Weekend majowy w długoterminowej prognozie pogody był zapowiadany jako deszczowy, zimny i wietrzny. Jednak przez cały czas liczyłam, że nie spełnią się te prognozy.
W niedzielę po raz kolejny przekonaliśmy się o wyższości wycieczek zorganizowanych nad indywidualnymi. Gdyby nie to, że byliśmy umówieni, że trasa została wyznaczona i to że zapłaciliśmy za tą wycieczkę zapewne nikt z nas by nie wstał z ciepłego łóżeczka w tak paskudną pogodę. Przez cała drogę do Świętej Katarzyny to co widzieliśmy za oknami autokaru nie napawało optymizmem. W końcu i ja zwątpiłam. Postanowiłam wprowadzić plan B. Z Świętej Katarzyny wyjść na Łysicę, wrócić do autokaru, przejechać do Nowej Słupi, wejść na Święty Krzyż i wrócić.
Ale pogoda okazałą nam trochę łaskawości. W drodze na Łysicę ulewa zmieniła się w deszczyk, potem w mżawkę, a na Łysicy nawet zza głębokich chmur mrugnęło do nas słoneczko. Rozochociliśmy się tym i postanowiliśmy nie wracać do Świętej Katarzyny tylko kontynuować naszą wędrówkę aż do Kokonina. Tu w niewielkiej karczmie obok świętokrzyskiej chałupy zrobiliśmy sobie dłuższy popas. I znowu aura okazała nam swoja łaskawość, zupełnie przestało padać, zrobiło się nawet pogodnie, z przyjemnością rozsiedliśmy się przy ławach kosztując miejscowych specjałów.
Umówiliśmy się z kierowcą, że dojdziemy do Bielin i stamtąd pojedziemy wszyscy do Huty Szklanej by kontynuować naszą wędrówkę do Świętego Krzyża i dalej do Nowej Słupi. W drodze naocznie doświadczyliśmy znaczenia powiedzenia „ wieje jak w kieleckim ( by nie powiedzieć dosadniej ;)”.
W Hucie Szklanej znowu intensywność opadów zelżała, chmury jakby wyjaśniały, a na gołoborzu zupełnie się rozeszły, zaświeciło słoneczko i ukazała nam się w całej krasie świętokrzyska panorama. W klasztorze na Świętym Krzyżu miejscowy przewodnik wytłumaczył nam w jak świętym miejscu się znajdujemy, jakie znaczenie dla Polski ma to miejsce, jak ważne jest dla ludzi wierzących. Dowiedzieliśmy się, że podwójny krzyż oznacza Relikwie Krzyża Świętego Chrystusowego.

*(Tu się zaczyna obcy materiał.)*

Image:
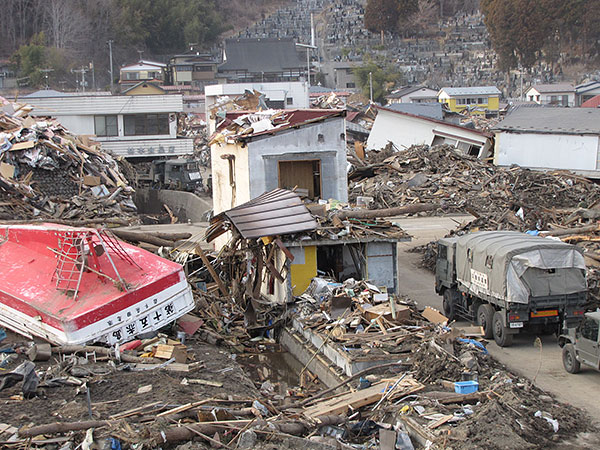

Opowiedział nam o burzliwej historii tego miejsca, niestety ze względu na remont nie zobaczyliśmy napisów na ścianach z czasów II wojny światowej „Ludożerstwo będzie karane rozstrzelaniem”. Gdyby nie to że czas nas naglił przewodnik mógłby godzinami opowiadać o tym miejscu.
Schodząc Drogą Królewską do Nowej Słupi pilnowaliśmy żeby nie przeoczyć buka Jagiełły . Z niedowierzaniem patrzyliśmy na to co po im pozostało. W Nowej Słupi zatrzymaliśmy się przy Emeryku sprawdzając czy pozostał na swoim miejscu.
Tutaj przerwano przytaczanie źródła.